MF Global's trustee sues ex-CEO Corzine

Jon Corzine, the former chief executive of the

Jon Corzine, the former chief executive of the now bankrupt MF Global Holdings is being sued for what is called lax controls and risky practices. His attorney called the suit "a clear case of Monday morning quarterbacking." (Credit: AP, 2011)

The trustee in the MF Global Holdings bankruptcy case has sued ex-chief executive Jon Corzine and other former executives, alleging that they pushed the company into risky practices that ultimately led to its collapse.

The lawsuit, filed Monday in bankruptcy court in New York, says Corzine and two other top executives "dramatically changed" the company's business plan after he became chief executive in 2010. They then failed to update controls and other systems that were already weak, the lawsuit says.

Corzine pushed the company into making big bets on bonds issued by European countries, the lawsuit says, a move that proved disastrous during the implosion of the debt crisis the following summer. MF Global collapsed in October 2011.

Tuesday, a spokesman for Corzine called the lawsuit "a clear case of Monday morning quarterbacking." The spokesman said the lawsuit intentionally ignored the fact that some of MF Global's trading partners failed and didn't pay what they owed to MF Global.

According to the lawsuit, however, the company's controls were so poor that it couldn't determine its liquidity levels in real time.
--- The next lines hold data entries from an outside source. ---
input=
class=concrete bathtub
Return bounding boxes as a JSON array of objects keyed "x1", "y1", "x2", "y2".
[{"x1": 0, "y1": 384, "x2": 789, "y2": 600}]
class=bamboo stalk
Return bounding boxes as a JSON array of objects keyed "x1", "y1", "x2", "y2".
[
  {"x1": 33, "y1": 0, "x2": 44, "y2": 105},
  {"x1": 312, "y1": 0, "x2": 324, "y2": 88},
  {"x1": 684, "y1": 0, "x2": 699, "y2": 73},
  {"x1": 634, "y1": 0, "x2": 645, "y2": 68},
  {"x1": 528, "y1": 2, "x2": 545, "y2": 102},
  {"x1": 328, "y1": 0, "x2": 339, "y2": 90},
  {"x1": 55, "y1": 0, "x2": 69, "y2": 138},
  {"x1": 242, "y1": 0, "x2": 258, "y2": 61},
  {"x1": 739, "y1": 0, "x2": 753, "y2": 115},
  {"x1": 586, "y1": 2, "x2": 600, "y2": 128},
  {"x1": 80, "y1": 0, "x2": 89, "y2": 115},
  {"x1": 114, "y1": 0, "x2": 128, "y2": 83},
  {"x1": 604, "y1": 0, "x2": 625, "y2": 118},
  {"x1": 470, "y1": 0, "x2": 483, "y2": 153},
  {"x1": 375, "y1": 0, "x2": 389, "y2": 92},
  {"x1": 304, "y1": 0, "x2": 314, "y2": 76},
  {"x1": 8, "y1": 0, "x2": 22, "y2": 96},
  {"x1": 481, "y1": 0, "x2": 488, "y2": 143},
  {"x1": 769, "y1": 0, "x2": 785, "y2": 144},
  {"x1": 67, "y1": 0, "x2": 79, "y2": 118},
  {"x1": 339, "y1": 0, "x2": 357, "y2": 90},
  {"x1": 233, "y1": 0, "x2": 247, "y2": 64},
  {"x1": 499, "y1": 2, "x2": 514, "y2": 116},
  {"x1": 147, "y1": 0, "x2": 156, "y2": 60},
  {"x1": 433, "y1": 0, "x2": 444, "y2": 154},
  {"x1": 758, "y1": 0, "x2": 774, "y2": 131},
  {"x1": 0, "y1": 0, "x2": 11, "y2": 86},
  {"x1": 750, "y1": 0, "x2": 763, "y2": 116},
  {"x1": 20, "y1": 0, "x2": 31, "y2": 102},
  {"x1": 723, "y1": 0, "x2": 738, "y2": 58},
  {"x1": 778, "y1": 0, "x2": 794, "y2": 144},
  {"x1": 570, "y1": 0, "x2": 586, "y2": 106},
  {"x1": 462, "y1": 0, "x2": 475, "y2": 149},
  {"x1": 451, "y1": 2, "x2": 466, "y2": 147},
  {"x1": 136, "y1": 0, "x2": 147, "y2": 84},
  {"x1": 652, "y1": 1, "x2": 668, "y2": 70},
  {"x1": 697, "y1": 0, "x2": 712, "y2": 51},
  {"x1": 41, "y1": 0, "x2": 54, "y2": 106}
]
It portrays Corzine and others as aware of the risks but purposefully ignoring them.

Corzine, who stepped down as MF Global chief executive soon after the collapse, is the former co-chairman of Goldman Sachs, a former Democratic U.S. senator and the former governor of New Jersey.

The lawsuit is notable not because of any significant revelations but because it represents an escalation in the battle between Corzine and the bankruptcy trustee, former FBI director Louis Freeh.

Freeh is overseeing the wind-down of MF Global Holdings, which means he is trying to recover money for creditors.

The suit seeks "damages in an amount to be determined at trial" and "other and further relief as the court deems appropriate."